The explosion of Challenger in 1986 put an end to dreams of the shuttle's commercial viability
But when Challenger went up in smoke, so did the myth that the shuttle would ever be a commercially viable -- much less "operational" -- space vehicle. In fact, in the wake of the disaster, commercial and military satellites were taken off the shuttle manifest.
So once again, NASA found itself wondering: "What next?"
Sure, there were space telescopes to be deployed, fixed and serviced ... interplanetary probes to send on their way. There were protein crystals to grow ... rodents and insects to torment. And, of course, there was a septuagenarian space hero to fly. It wasn't a bad run. Every now and then, it was downright interesting. But it wasn't exactly what Von Braun envisioned.
And then came the International Space Station -- and an unlikely partnership with the Russians. In July of 1995, during the 100th piloted U.S. spaceflight, the first shuttle (Atlantis) docked at Space Station Mir, ushering in a whole new era for the space shuttle. Suddenly the Space Transportation System had an overarching mission that made some sense.
On this, the 100th shuttle mission, the orbiter Discovery will rendezvous with the International Space Station, attach some key pieces, support four spacewalks and leave some equipment and supplies behind. It's the kind of mission where the space shuttle really shines. It's Manifest Destiny, you might say.
A few years ago, before all the space station fun began, the Conventional Wisdom went something like this: The shuttle fleet would be retired and replaced with a new generation of fully-reusable single-stage-to-orbit vehicles before it would be necessary to pay for wholesale improvements to the current fleet. But that was then.
Artist's concept of the X-33, NASA's proposed replacement for the shuttle
And this is now: The X-33 that was supposed to pave the way to a Shuttle-2 is delaminated and derailed -- perhaps for good.
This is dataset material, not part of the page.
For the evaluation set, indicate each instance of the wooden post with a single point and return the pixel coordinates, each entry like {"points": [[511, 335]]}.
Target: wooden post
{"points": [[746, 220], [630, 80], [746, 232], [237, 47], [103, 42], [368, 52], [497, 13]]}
So now NASA wants to spend billions to upgrade the shuttle fleet -- replacing old avionics and toxic hydrazine-burning auxiliary power units and, perhaps, trading the solid rocket boosters for reusable "fly back" chemical rockets.
All of this designed to keep the four-orbiter fleet flying safely for perhaps another 20 years. A 40-year shuttle run? That's not what NASA envisioned when the shuttle was born. But the orbiter's aluminum airframe is certified for 100 flights. Discovery is now the most traveled in the fleet
-- and this is only her 28th flight. You do the math.
The space shuttle may yet turn Von Braun's vision into reality, but the journey has been a lot longer than most would have predicted back in 1952. Maybe a camel is just what NASA needs right now.
Space Correspondent Miles O'Brien is a regular columnist for CNN.com.